PIC programming for a newbie

Thread Starter

mrtom

Joined Oct 25, 2008
3
I have decided that I'd like to become familiar with programming PICs, from a hobbyist perspective. I am an EE, but have not done any programming in the past 15 years. I do NOT have a desire to pursue projects of extreme complexity, nor do I plan to become anything more than an occasional hobbyist (a project or two a year). That said, what language would you programming veterans recommend I use for my purposes? Ideally I would like to use a language/tool that I can find all of the necessary (and complete) commands in a few pages worth of documentation, with hopefully no more than a dozen or so more pages worth of command-explanations (I took a quick look at my old C programming book which is 280 pages long, and I dare say it would take me days to use it to program a simple logic circuit into a PIC Ü).

Also, are there any particular PIC-kits that you'd recommend?
BTW, my first project will need to load random numbers into memory (say 2000 addresses needed), and then be able to pull those numbers out of memory and display them to a user. I give you this brief info only in case it's the case that some PICs don't have 2000+ memory spaces available - I really have no knowledge in this area.
Thanks for your help!
 

hgmjr

Joined Jan 28, 2005
9,027
Here is a link to the digikey website info on the ATSTK500-ND evaluation kit for the majority of the AVR microcontrollers.

With the ATSTK500 eval kit and a 10V power supply will get you started. The Assembly Language Compiler AVRSTUDIO4 and the C language compiler WINAVR are both totally free for you to download.

hgmjr
 

Nomad

Joined Oct 21, 2007
43
While that page doing the comparisons seems to be honestly fair, it misses a lot of points.

it mentions the basic stamp, but not the stamp II, or picaxe.

it missed all the awesome support for picbasic, including forums, projects, etc and you dont have to log in to view it like at avrfreaks.

the pickit2 also has tools like like data analyzer and signal injector.

using picbasic is to me about as easy as gwbasic. (and the picbasic compiler (not pro) is free. )
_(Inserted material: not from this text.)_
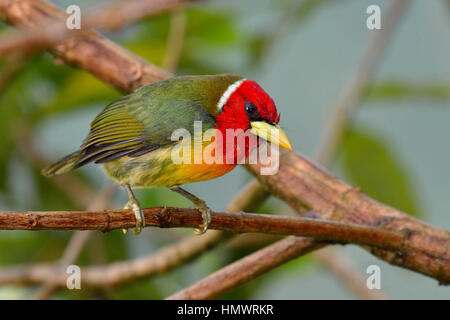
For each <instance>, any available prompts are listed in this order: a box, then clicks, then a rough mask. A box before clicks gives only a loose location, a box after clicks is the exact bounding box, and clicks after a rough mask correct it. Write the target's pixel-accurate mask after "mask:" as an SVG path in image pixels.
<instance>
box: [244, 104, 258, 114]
mask: <svg viewBox="0 0 450 320" xmlns="http://www.w3.org/2000/svg"><path fill="white" fill-rule="evenodd" d="M257 111H258V108H257V107H256V106H255V104H254V103H252V102H248V101H245V112H246V113H247V114H249V115H250V114H254V113H255V112H257Z"/></svg>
Microchip has a free samples program.

there's free c-compilers for both

among other things.

Now I'm not knocking AVR's. truthfully, I've never used them. They look pretty awesome, and from some sources I respect have heard great things like program portability from one chip to another. but being on a tight budget, only using for hobby, free samples, and a basic I could learn quickly, I had to go with a pic. (Mostly for the super cheap programmer, free samples, and familiar basic programming) Haven't regretted the decision yet.


EDIT: Just noticed atmel samples listed on their page. never saw that before. might be time to try one out lol.
now if they only had a nice features/comparison page to select devices similar to the microchip pages....... ugh.
 
Last edited:

hgmjr

Joined Jan 28, 2005
9,027
Greetings nomad,

Is this what you were referring to when you asked about a comparison list of the features of all of the members of the AVR family?

hgmjr
 

n9352527

Joined Oct 14, 2005
1,198
If you are after concise command set, then IMHO PIC with assembler is more suitable for you. The number of assembly commands for the PIC16 series is only about 35 or so. PIC18 series have a few more additional commands. The MPLAB and MPASM are free from Microchip. However, it does require a lot more time to develop large program with assembler compared to, say, C.

There are PIC18F with around 3K of RAM, so that 2K requirement is not really a problem unless your codes also need lots of RAM.
 

Thread Starter

mrtom

Joined Oct 25, 2008
3
Thanks for your responses. I've taken a look at the PICkit2 starter kit, and it seems to me to be what I was looking for (although I'm not exactly sure of what ALL I will need - it sounds as if it is a complete kit though, almost..). It does say that I need the "the AC162061 ICD Header and AC164110 adapter to debug". I assume the header is just to mount the PIC on (odd they woudn't include that), but I'm not sure what the AC164110 is exactly...
The kit sounds as if it contains several different compilers (Assembler, PICBasic, and C), is this correct Bertus? If so, what are the advantages/disadvantages in choosing to use one over the other?

Unless any of you can give me a reason not to choose this kit, I think I'll order it tonight.
Thanks again.
 

n9352527

Joined Oct 14, 2005
1,198
The headers are just that, to mount the PIC. You could also wire it up manually to the target PIC. I've a PICkit2, but I didn't look at the application CD because I use MPLAB and had the version that I wanted from Microchip website.

I would think that there are C18 compiler, MPASM, maybe evaluation or lite version of other compilers in the CD. Not a big problem, you could download lots of other compilers.